- Boromata Location in the Central African Republic
- Coordinates: 10°5′11″N 21°55′46″E﻿ / ﻿10.08639°N 21.92944°E
- Country: Central African Republic
- Prefecture: Vakaga
- Sub-prefecture: Birao
- Commune: Ouandja
- Time zone: UTC + 1

= Boromata =

Boromata is a village in the Vakaga Prefecture in the northern Central African Republic.

== History ==
In 1962, Boromata had a population of 309 people.

On 15 March 2008, 13 Chadian Soldiers under the command of the former chief of defense of the UFDR attacked joint UFDR-FACA forces and burned four homes in Boromata. During the attack, the joint forces managed to kill five attackers and capture four. The four prisoners were transferred to Bangui. As a result, 500 people fled to the bush.

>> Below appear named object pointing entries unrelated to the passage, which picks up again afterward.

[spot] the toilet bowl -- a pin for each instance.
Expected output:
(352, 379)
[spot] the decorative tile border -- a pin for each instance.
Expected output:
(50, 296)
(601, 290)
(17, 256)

=== Central African Republic Civil War (2013-present) ===

On 1 December 2020, the Misseriya Arabs militia from Um Dukhun, Sudan attacked Boromata due to the ethnic tensions between Misseriya and Goula. The attack caused five deaths and 14 injuries. Other than that, the militia razed 1325 homes and 84 shops.

== Economy ==
Near Boromata, there is an oil reserve. In 2011, the government granted CNPC for oil exploration. Within the village, there is one market.

== Demography ==
Goula makes up the majority of the village population.

== Education ==
There is one school in the village.

== Healthcare ==
Boromata has one public health post.